Krause imitò la sua posa, poggiando però il mento sul palmo destro, tingendo un furbo sorriso sulle labbra, senza scomporre la serietà espressa dal suo sguardo grigio.
« Ho la tua stessa ambizione, Kirschtein; voglio tornare nel Wall Sina » per quanto sature di spirito fossero quelle parole, lo sguardo dalle iridi spente d'Eva non si colorava d'alcuna luce. Era angosciante quel dettaglio del suo viso, poiché tradiva all'occhio più attento la vera natura di Eva: ella era assopita in un sonno privo di emozioni, così tanto represse all'interno delle sue viscere da avvelenarle, così come nell'età dell'infanzia aveva represso il suo carattere; « Allora dovremo darci da fare Krause » ricambiò il sorriso furbo, arricchendolo di una vena d'arroganza. Niente risaltò all'occhio del ragazzo, dopotutto . . . Quella ragazza era ancora una sconosciuta ai suoi occhi.
Quella sera, Eva Krause conobbe Jean Kirschtein.
Nei giorni successivi, furono rade le occasioni adatte a favorire nuove conoscenze, poiché l'addestramento, una volta confermati i numeri, sembrò addentrarsi in altre sfere d'apprendimento dei soldati cadetti, che variavano dallo studio delle informazioni alle prove di forza fisica, stabilendo perciò un nuovo ritmo giornaliero al quale sottostare per mantenere un sano equilibrio tra copro, mente e spirito.

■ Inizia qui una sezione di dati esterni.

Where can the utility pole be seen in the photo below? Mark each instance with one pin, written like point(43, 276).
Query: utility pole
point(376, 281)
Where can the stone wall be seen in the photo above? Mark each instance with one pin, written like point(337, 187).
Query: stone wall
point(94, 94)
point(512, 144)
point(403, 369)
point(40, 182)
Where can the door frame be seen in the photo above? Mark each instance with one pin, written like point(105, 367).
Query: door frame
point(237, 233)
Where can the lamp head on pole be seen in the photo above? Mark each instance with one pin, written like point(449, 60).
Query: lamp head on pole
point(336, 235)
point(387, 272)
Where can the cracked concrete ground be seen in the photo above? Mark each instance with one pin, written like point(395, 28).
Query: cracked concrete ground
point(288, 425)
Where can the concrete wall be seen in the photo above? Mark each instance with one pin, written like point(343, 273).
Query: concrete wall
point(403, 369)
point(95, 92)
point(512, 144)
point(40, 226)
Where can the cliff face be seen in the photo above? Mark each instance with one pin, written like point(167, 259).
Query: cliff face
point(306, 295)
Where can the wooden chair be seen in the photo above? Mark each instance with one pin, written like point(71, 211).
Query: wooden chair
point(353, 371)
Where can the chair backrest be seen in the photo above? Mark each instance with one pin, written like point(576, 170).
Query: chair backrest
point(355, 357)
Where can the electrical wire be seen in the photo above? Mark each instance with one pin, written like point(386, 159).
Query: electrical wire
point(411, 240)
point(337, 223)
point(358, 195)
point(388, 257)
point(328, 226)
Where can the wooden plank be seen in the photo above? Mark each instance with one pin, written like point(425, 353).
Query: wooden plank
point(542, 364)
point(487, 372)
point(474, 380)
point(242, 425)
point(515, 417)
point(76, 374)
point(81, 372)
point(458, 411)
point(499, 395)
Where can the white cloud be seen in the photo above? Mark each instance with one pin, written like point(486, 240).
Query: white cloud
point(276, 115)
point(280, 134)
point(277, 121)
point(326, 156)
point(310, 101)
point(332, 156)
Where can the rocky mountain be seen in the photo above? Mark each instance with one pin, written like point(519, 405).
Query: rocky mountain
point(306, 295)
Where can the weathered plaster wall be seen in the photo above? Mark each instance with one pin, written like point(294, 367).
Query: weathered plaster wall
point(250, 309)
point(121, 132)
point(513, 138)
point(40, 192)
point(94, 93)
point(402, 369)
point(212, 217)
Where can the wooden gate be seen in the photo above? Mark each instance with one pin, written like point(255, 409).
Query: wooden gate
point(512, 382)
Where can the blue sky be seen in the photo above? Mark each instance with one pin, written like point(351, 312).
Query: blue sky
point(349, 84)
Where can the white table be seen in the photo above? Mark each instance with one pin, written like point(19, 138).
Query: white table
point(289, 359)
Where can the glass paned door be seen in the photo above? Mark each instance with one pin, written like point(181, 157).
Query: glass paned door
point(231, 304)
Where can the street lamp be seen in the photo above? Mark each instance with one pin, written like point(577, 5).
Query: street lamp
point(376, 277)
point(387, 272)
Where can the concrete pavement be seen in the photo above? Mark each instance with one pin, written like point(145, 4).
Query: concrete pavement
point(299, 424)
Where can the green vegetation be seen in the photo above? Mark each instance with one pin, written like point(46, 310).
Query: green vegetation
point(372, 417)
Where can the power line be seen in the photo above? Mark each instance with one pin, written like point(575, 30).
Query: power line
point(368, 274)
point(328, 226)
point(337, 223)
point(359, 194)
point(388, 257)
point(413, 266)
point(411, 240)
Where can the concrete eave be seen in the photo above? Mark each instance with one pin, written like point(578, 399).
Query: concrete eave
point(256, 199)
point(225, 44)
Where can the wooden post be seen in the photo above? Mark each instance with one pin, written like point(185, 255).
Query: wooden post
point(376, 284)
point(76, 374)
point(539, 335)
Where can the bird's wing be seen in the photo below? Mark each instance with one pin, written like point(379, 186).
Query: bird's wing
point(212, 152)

Eva si era, finalmente, addentrata in una nuova e stabile quotidianità, vantante almeno d'una base di certezze, nonostante l'angosciante e persistente incognita sul domani.
୨⭒〄⭒୧
Il Sole pomeridiano splendeva sul cielo sereno sopra la testa dei cadetti, intenti ad allenarsi nello scontro corpo a corpo.
Tra affanni e sudore, si disegnò una scena colma di vari soggetti diversi: v'era chi non prendeva seriamente quell'allenamento, superfluo ed irrilevante per quanto riguardasse combattere i giganti, nient'altro che un requisito in più che sarebbe stato meglio ottenere per la classifica finale, ma anche chi provava ad impegnarsi, conseguendo risultati medi o scarsi, raramente troppo alti.

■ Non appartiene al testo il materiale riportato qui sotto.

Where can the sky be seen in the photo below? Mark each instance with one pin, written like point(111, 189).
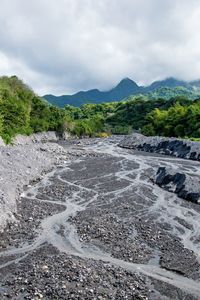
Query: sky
point(63, 46)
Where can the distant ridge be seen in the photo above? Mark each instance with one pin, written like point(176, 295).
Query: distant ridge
point(123, 89)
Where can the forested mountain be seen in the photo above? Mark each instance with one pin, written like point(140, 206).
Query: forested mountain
point(167, 88)
point(22, 111)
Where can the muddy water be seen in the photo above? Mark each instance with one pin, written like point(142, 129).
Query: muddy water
point(118, 182)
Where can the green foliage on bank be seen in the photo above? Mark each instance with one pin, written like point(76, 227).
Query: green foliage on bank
point(177, 121)
point(23, 112)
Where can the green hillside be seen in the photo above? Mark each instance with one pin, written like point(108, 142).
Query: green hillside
point(23, 112)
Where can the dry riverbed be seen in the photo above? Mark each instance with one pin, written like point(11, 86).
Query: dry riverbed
point(98, 227)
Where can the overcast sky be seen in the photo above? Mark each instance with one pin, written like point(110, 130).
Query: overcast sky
point(62, 46)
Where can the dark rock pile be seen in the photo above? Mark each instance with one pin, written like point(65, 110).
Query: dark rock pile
point(185, 186)
point(168, 146)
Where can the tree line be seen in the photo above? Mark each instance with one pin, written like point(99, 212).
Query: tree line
point(23, 112)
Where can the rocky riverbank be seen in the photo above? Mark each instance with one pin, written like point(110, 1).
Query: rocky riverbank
point(168, 146)
point(27, 161)
point(98, 227)
point(175, 180)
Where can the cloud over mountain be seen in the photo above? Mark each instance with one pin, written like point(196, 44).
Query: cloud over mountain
point(67, 45)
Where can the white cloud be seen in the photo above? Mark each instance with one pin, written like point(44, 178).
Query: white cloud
point(67, 45)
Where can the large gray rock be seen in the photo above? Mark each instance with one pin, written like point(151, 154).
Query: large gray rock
point(2, 144)
point(183, 185)
point(19, 165)
point(40, 137)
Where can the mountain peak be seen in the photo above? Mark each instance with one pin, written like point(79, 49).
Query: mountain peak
point(127, 81)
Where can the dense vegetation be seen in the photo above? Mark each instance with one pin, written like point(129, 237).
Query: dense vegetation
point(177, 121)
point(165, 89)
point(21, 111)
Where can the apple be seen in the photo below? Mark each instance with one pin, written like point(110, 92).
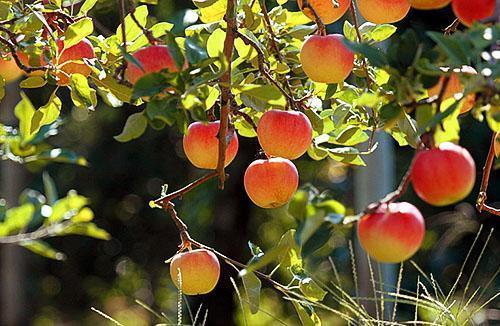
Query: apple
point(325, 9)
point(383, 11)
point(66, 61)
point(444, 175)
point(271, 182)
point(470, 11)
point(429, 4)
point(199, 269)
point(286, 134)
point(154, 58)
point(325, 59)
point(393, 233)
point(9, 69)
point(201, 145)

Lo scopo finale di Eva era, dopotutto, sopravvivere ed imparare a farlo contando solo sulle sue forze, in modo autonomo ed indipendente, perciò tra le sue priorità era compreso l'apprendimento del combattimento corpo a corpo (conscia soprattutto della sua utilità non tanto con i giganti, quanto contro gli esseri umani).
La sua altezza permise il progredire delle sue doti fisiche, favorendola nel prevalere su avversari più minuti, ma non si illuse per qualche vittoria di poco conto di aver appreso un livello di forza e versatilità maggiore rispetto ai suoi compagni: dopotutto, gli sfidanti sui quali prevaleva erano soggetti scarsi, deboli, ed era contro bestioni come Reiner Braun che la sua fermezza vacillava, riportandola ad ogni sconfitta al punto di partenza. Col culo per terra, in altre parole.
Perciò, Eva aveva scelto una determinata cerchia di persone con le quali allenarsi, al fine di non sprecare i pomeriggi sotto il sole e su terra battuta, convinta che ciò bastasse per aiutarla a migliorare (lei non demordeva: se qualcosa rientrava tra le sue priorità, con difficoltà avrebbe lasciato perdere, poiché si affidava troppo alla validità del suo giudizio per retrocedere su qualcosa che aveva già precedentemente scelto), ignara di ciò che effettivamente le serviva per raggiungere un traguardo significativo: tecnica.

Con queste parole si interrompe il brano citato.